Many congratulations to Cooperative Institute for Marine and Atmospheric Studies (CIMAS) scientist Dr. Silvia L. Garzoli on being awarded the NOAA FY13 Distinguished Career Award. This award has been given in recognition of Silvia's excellence in scientific research of Atlantic Ocean dynamics and extensive service to the oceanographic community. Silvia has served as the Director of the Physical Oceanography Division (PhOD) of Atlantic Oceanographic and Meteorological Laboratory (AOML), and later as AOML Chief Scientist. During her impressive career, she has made countless scientific contributions, written or co-authored over 70 peer- reviewed publications that have received more than 1300 citations from scientists in over 30 different countries, led international groups of scientists in planning large field efforts, mentored numerous early- and mid-career scientists, and provided strategic input to NOAA that will influence climate-related policies and the global ocean observing system for years to come.

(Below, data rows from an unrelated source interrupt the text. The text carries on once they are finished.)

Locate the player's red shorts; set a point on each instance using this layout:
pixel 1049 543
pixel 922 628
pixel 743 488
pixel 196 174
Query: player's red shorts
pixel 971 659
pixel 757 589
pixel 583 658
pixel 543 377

Silvia's research is characterized by the utilization of data belonging to a wide variety of instrumentation, that has helped to describe and to improve our understanding of oceanic physical processes and features, particularly in the South and tropical Atlantic, and their relationship with climate signals. She has been a leader in the expansion of the surface drifter program, the Argo profiling float program, and the expendable bathythermograph (XBT) program. She has also long been a champion of developing technology that will enable sampling of ocean currents in more cost effective ways, such as inverted echo sounders. Through the extensive use of this technology, she has helped to improve our understanding of the circulation pathways in the South Atlantic, processes that control the flow of water across the equator, and variability and climate linkages of the Deep Western Boundary Current. Her work on oceanic currents, particularly in the South Atlantic, can without question be fairly termed "pioneering". On the national and international level, Silvia has led more than a dozen field programs including the North Brazil Current Rings field program, the Benguela Current Experiment, the Agulhas Current Experiment, and the Brazilian-Malvinas Current Confluence Experiment. As a recent example of the impact of her leadership, she has led the development of NOAA's response to a key near-term priority in the 2007 U.S. Interagency Ocean Research Priorities Plan by bringing together national and international partners to plan for a new observing system for the Meridional Overturning Circulation (MOC) in the South Atlantic. While the full implementation of this program is ongoing, international partners have already 20 moorings in support of the South Atlantic MOC Basin-wide Array.